When Max was about 12, the German army occupied towns around Pavlovo and he was sent to live with relatives in Budapest. Feeling that he was not wanted, he left the night he arrived and spent about three years living in a brothel—the women there took him in sympathetically—and earning a living as a junior auto mechanic.
But after suffering an arm injury that made it difficult for him to work, he returned to Pavlovo. Before long, the Nazis forced him and his family onto a train to Auschwitz. Upon arrival, he was separated from his mother. his sisters, Rivka and Simcha; and his brother, Sruel Baer. He stayed with his father only for a short time. All of them died in the Holocaust.
He witnessed many horrors. Building a brick wall once, he worked alongside another boy who happened to be used for target practice and was killed.
After a painful death march from Auschwitz, followed by a freezing train transfer to Buchenwald, Max was finally released in the spring of 1945. General Eisenhower himself toured the camp, unaware that a teenage prisoner there would become a tailor’s day. In his memoirs, Mr. Greenfield recalled thinking that Eisenhower, an ordinary 10.5 feet, was 10 feet tall.
He immigrated to the United States in 1947, arriving in New York as a refugee with no family, no knowledge of English and $10 in his pocket. Within weeks, he changed his name to Martin Greenfield—an attempt to sound “all-American,” he wrote—and a childhood friend, also a refugee, got him a job at a clothing store called GGG in Brooklyn.
He started out as a “floor boy”, passing unfinished garments from one worker to another. He studied every job in the factory: darts, piping, lining, stitching, pressing, hand throwing, blind armhole and finishing.
“If the Nazis taught me anything, it was that a worker with necessary skills is less likely to be rejected,” he wrote.

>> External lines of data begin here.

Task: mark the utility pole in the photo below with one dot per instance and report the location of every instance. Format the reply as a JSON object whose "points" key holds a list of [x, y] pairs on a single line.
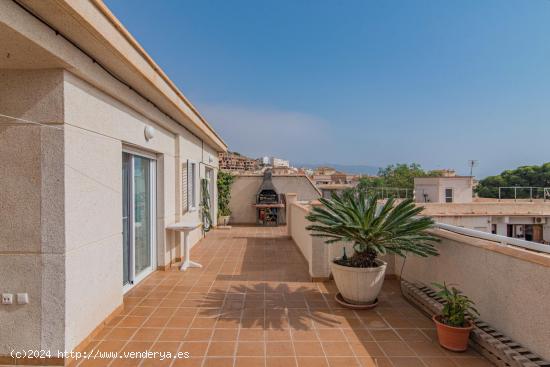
{"points": [[472, 163]]}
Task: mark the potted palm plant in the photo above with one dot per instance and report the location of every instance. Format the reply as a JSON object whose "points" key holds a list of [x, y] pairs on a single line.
{"points": [[453, 324], [224, 182], [373, 229]]}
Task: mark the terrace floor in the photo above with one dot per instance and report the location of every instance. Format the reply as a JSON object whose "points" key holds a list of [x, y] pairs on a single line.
{"points": [[252, 304]]}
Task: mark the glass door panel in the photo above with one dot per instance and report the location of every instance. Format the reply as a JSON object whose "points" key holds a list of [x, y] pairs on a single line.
{"points": [[126, 232], [138, 208], [142, 214]]}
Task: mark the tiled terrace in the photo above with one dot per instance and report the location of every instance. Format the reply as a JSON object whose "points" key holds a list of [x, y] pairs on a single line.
{"points": [[252, 305]]}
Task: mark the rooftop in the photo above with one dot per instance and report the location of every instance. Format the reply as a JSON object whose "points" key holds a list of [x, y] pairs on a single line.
{"points": [[253, 304]]}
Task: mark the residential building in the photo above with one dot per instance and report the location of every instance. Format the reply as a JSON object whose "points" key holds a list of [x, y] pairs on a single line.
{"points": [[443, 189], [450, 200], [100, 153], [231, 161], [274, 162]]}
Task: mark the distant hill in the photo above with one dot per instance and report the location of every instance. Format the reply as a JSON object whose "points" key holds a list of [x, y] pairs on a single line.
{"points": [[347, 168]]}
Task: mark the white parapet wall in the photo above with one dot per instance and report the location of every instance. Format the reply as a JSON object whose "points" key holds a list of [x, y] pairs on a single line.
{"points": [[316, 252], [510, 285]]}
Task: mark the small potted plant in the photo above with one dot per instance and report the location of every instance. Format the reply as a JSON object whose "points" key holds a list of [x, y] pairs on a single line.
{"points": [[374, 229], [454, 324], [224, 182]]}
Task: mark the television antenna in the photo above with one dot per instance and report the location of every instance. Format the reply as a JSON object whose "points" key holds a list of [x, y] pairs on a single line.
{"points": [[472, 163]]}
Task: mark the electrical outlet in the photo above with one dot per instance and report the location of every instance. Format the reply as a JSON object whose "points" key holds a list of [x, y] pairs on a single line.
{"points": [[7, 298], [22, 298]]}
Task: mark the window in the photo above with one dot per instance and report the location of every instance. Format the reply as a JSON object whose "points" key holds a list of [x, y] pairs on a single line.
{"points": [[192, 185], [448, 195]]}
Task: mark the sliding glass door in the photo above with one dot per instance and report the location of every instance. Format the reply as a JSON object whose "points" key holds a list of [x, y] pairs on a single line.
{"points": [[138, 203]]}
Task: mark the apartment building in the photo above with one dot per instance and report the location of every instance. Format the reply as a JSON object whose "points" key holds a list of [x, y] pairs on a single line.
{"points": [[450, 200], [100, 153], [232, 161]]}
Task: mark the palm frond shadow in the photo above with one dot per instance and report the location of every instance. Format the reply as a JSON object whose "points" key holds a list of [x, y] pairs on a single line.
{"points": [[269, 307]]}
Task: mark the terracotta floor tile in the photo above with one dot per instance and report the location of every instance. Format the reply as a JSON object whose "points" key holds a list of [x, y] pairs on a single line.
{"points": [[147, 334], [172, 334], [218, 362], [155, 362], [438, 362], [198, 334], [250, 362], [282, 362], [342, 362], [304, 335], [337, 349], [137, 346], [366, 348], [190, 362], [195, 349], [427, 348], [251, 349], [406, 362], [279, 349], [225, 335], [472, 362], [308, 349], [331, 335], [221, 349], [119, 333], [155, 322], [396, 349], [253, 304], [162, 346], [277, 335], [251, 334], [312, 361], [374, 361], [110, 345], [203, 323], [413, 335]]}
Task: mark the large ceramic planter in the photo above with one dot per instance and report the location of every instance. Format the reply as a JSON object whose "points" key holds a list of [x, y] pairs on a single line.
{"points": [[452, 338], [359, 286]]}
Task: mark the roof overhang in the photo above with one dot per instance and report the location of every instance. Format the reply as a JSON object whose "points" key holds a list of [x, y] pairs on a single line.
{"points": [[91, 26]]}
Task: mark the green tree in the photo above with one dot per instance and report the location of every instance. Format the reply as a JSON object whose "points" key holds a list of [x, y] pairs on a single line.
{"points": [[224, 182], [535, 176], [400, 175]]}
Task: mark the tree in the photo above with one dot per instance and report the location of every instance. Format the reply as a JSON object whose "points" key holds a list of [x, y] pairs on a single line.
{"points": [[225, 180], [535, 176], [400, 175]]}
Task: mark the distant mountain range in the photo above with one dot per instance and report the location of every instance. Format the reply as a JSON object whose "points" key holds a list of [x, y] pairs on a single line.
{"points": [[347, 168]]}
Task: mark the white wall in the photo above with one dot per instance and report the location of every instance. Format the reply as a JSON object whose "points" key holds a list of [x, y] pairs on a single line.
{"points": [[317, 253], [510, 286], [31, 210], [98, 127], [435, 187], [245, 189]]}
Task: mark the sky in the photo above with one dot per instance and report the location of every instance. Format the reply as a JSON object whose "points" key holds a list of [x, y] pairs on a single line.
{"points": [[436, 82]]}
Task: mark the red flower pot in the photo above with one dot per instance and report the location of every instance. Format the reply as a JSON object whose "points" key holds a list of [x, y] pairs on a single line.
{"points": [[452, 338]]}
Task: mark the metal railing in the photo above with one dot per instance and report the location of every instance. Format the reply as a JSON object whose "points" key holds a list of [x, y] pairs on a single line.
{"points": [[502, 240]]}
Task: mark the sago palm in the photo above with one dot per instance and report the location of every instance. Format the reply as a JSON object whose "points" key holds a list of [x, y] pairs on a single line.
{"points": [[373, 229]]}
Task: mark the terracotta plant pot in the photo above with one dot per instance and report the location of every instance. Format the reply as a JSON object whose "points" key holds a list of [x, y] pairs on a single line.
{"points": [[359, 286], [452, 338], [223, 220]]}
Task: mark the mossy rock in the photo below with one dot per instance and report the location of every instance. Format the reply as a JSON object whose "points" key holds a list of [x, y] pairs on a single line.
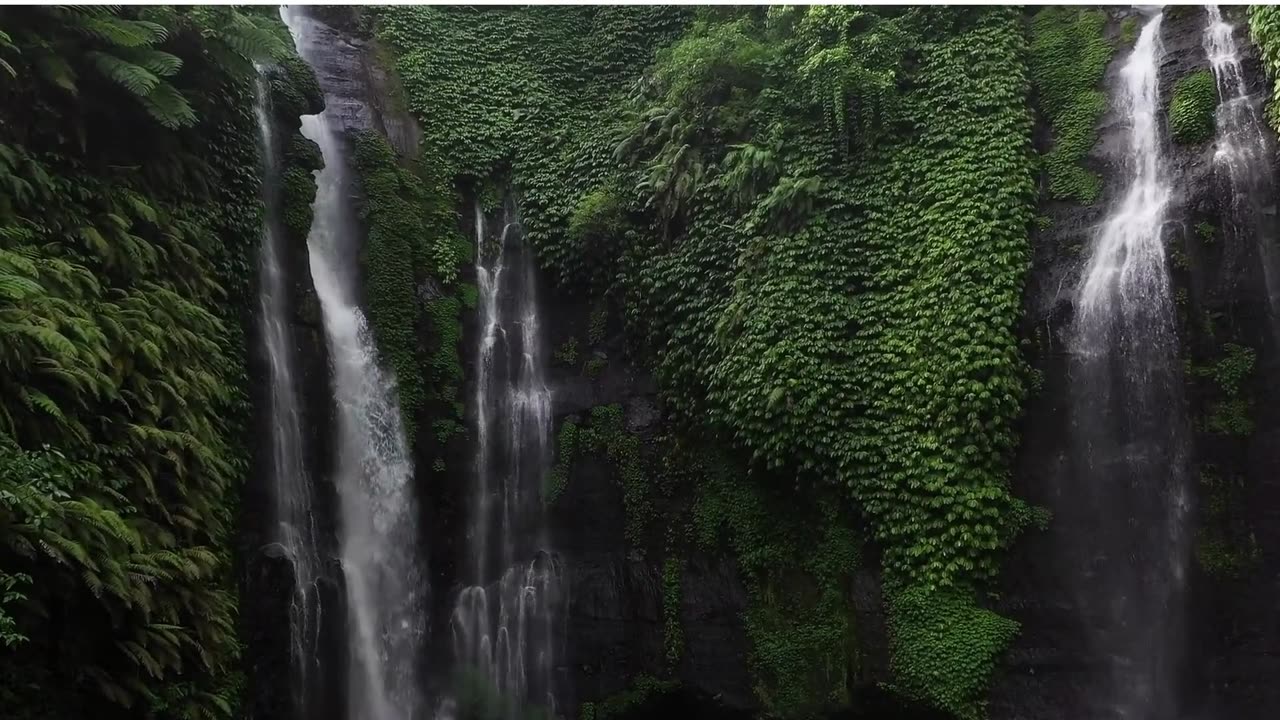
{"points": [[1191, 112]]}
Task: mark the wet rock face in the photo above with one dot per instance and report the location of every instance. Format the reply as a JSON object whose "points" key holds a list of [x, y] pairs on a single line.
{"points": [[360, 94], [613, 620], [1233, 650]]}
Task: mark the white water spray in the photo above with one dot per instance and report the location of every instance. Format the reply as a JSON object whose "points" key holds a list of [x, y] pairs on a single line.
{"points": [[295, 533], [502, 621], [1130, 484]]}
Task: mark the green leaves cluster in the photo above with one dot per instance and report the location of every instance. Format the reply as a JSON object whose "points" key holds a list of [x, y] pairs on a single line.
{"points": [[129, 215], [1228, 410], [1191, 110], [798, 568], [1068, 58], [604, 432], [816, 223], [1265, 31], [129, 50], [411, 237]]}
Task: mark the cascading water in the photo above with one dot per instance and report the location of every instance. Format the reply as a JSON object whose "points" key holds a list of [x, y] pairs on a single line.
{"points": [[379, 545], [1242, 156], [1128, 434], [295, 533], [502, 621]]}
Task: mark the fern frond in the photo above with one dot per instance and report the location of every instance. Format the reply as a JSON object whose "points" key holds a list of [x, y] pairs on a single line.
{"points": [[169, 108]]}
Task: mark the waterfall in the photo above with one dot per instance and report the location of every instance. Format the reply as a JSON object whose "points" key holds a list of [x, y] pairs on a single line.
{"points": [[295, 533], [1242, 158], [502, 621], [1128, 436], [378, 540]]}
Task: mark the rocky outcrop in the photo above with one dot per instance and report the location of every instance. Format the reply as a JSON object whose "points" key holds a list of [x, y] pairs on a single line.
{"points": [[1233, 650]]}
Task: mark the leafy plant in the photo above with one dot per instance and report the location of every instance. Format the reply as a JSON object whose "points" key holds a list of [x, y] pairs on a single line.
{"points": [[1191, 110]]}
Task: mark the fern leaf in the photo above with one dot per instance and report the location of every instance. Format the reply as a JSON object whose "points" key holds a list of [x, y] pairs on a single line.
{"points": [[135, 78]]}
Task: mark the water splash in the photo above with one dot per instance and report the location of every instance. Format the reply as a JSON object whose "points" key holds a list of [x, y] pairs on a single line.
{"points": [[1129, 493], [1242, 153], [295, 533], [379, 543], [502, 621]]}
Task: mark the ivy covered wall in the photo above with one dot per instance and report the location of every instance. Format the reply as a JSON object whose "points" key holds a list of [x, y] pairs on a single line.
{"points": [[814, 224], [129, 219]]}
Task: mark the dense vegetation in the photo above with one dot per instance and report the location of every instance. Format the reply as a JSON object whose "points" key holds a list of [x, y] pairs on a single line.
{"points": [[128, 223], [810, 223]]}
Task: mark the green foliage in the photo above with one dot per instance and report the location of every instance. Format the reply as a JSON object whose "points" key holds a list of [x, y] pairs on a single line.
{"points": [[606, 432], [594, 367], [945, 648], [410, 236], [129, 215], [1229, 413], [62, 45], [567, 447], [1224, 546], [567, 352], [1191, 110], [643, 688], [1129, 30], [1265, 31], [672, 630], [524, 89], [798, 566], [597, 326], [1068, 58], [816, 223]]}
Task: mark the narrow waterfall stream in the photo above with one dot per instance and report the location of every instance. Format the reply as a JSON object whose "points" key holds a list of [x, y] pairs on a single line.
{"points": [[1128, 437], [1242, 156], [502, 620], [378, 540], [295, 531]]}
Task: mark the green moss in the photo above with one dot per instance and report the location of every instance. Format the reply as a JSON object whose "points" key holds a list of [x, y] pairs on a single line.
{"points": [[796, 566], [1229, 413], [604, 431], [1265, 31], [1191, 110], [1129, 30], [566, 451], [567, 352], [595, 367], [597, 326], [1066, 63], [643, 688], [295, 90], [1224, 546], [672, 630], [945, 648], [443, 363]]}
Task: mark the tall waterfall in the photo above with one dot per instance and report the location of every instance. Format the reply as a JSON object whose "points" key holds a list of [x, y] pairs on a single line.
{"points": [[1129, 442], [379, 545], [1242, 158], [295, 531], [502, 621]]}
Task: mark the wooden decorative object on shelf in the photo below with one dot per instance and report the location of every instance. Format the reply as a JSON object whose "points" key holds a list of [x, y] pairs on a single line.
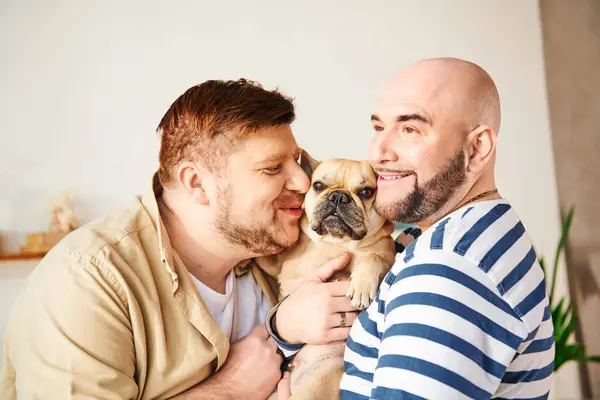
{"points": [[42, 242], [21, 256], [62, 221]]}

Over time, Mr. Greenfield became a confidant of GGG’s founder and chairman, William P. Goldman, who introduced him to the firm’s clients, including some of the leading tuxedos of postwar America. He got to hang out with Sinatra and Sammy Davis Jr.
In 1977, 30 years after he had started, he bought the factory and renamed it GGG after himself.
Decades later, he began to discuss his Holocaust experience more widely, culminating in the publication of his memoirs. Around the same time, he found himself being named America’s Best Tailor by GQ, Vanity Fair and CNN.
In recent years he handed the business over to his son Tod and another son, Jay.
In addition to them, Mr. Greenfield is survived by his wife, Arlene (Bergen) Greenfield, and four grandchildren. He lived in North Hills, a Nassau County village on the north shore of Long Island.
On his first day at Auschwitz, Max’s father, Joseph, told him he was more likely to survive if they were separated, Mr. Greenfield wrote in his memoir. The next day, the camp guards asked which prisoners had abilities. Joseph grabbed Max’s wrist, shoved the boy’s hand in the air and announced, “A4406” — Max’s tattooed prisoner number. “He’s an engineer. Very skilled.”
Two German soldiers led Max away. He never saw his father again.
Before they parted, Joseph told Max, “If you survive, you live for us.”
The rest of Mr. Greenfield’s life was an effort to follow that command, his son Todd said: “And that’s what he did.”